Tanto él como su esposa, la señora García, se adentraron en mi estrecha consulta, decorada con múltiples adornos infantiles que inspiraban y llenaban de ilusión a aquellas parejas que tomaban la firme decisión de dejar el futuro de su descendencia en nuestras manos. Detrás de mí, un vinilo con forma de cohete en dirección a algo que parecía una luna recordaba a un óvulo a punto de ser fecundado, una sutil y a la vez vulgar metáfora que daba nombre a nuestra compañía: Tomorrow.

No hizo falta que volviéramos a presentarnos tras saludarnos de una forma educada antes de sentarnos. Un breve diálogo sirvió para romper el hielo, hasta que los tres detectamos que la conversación de cortesía se volvía irrelevante, de modo que zanjé la situación para hablar del motivo de su nueva visita.

—López García, veamos... —Busqué en la carpeta del ordenador mientras me observaban.

—Esta vez lo conseguiremos, ya lo verás —dijo el señor, apretando la mano de su esposa.

Una de las muchas normas de la compañía, cada cual más absurda, era la de no poder conocer los nombres de pila de los futuros padres. Ellos venían aquí para que les ayudáramos a tener la descendencia de sus sueños, de modo que los apellidos de su vástago y algún que otro número eran datos más que suficientes para nombrar y etiquetar cada uno de nuestros proyectos. Una vez leí la identificación de su última muestra, me levanté y me dirigí hacia la pequeña compuerta que había detrás de mí para marcar el código de desbloqueo.

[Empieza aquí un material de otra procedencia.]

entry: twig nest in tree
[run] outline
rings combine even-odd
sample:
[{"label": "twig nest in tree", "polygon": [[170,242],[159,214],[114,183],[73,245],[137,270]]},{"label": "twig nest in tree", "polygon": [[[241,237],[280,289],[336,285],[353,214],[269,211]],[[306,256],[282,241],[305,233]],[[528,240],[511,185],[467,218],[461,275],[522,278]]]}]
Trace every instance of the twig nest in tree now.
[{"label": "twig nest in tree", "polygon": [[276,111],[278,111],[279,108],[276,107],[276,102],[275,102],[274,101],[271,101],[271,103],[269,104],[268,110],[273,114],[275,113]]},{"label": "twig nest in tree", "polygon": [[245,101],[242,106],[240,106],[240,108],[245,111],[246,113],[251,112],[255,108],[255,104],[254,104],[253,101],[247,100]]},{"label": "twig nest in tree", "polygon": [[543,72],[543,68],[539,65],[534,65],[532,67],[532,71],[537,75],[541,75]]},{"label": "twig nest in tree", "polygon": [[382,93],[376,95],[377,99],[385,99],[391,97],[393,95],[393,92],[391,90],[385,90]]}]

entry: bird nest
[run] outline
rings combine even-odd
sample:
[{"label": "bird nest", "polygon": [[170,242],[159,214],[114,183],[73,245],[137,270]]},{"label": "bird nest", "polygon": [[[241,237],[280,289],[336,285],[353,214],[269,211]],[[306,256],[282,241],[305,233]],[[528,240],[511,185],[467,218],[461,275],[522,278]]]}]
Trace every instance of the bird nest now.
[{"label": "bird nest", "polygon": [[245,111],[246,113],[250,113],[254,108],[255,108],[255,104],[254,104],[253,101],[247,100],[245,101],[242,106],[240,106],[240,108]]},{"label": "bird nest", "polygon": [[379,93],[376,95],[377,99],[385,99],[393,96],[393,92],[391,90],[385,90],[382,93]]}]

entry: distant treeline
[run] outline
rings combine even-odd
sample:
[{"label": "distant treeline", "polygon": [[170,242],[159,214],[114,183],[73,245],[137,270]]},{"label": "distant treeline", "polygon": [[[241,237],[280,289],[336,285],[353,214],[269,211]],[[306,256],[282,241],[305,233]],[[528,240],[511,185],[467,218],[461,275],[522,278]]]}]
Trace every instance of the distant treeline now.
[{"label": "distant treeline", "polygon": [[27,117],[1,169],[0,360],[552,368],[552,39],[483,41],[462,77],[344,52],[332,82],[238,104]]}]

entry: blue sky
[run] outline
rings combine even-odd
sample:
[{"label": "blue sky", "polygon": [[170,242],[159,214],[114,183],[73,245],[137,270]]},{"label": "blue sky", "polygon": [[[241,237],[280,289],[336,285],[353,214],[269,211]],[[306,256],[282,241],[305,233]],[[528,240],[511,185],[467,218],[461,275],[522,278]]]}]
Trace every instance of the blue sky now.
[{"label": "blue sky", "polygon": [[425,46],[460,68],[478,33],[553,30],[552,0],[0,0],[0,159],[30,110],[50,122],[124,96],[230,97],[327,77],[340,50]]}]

Como por arte de magia, la maquinaria tras la pared empezó a hacer su trabajo para, segundos después, abrir la compuerta y ofrecerme el tubo de ensayo del proyecto número 03 de este matrimonio. Lo agarré con sumo cuidado, estaba bastante frío al tacto, lo suficiente como para mantener el cigoto con vida, latente, a la espera de sentencia.

—¿Qué nos espera esta vez? —preguntó ella.

—Ahora mismo lo veremos, mantén la calma —respondió él, sereno.

En el centro de la mesa, media esfera con un orificio esperaba a que el tubo con la muestra aterrizara en él. Encajó a la perfección. En los semblantes de aquel matrimonio se esbozaba la misma ilusión de siempre, como si no perdieran la esperanza con cada proyecto fallido. Pulsé el interruptor y se encendió una pantalla en el lateral de la mesa.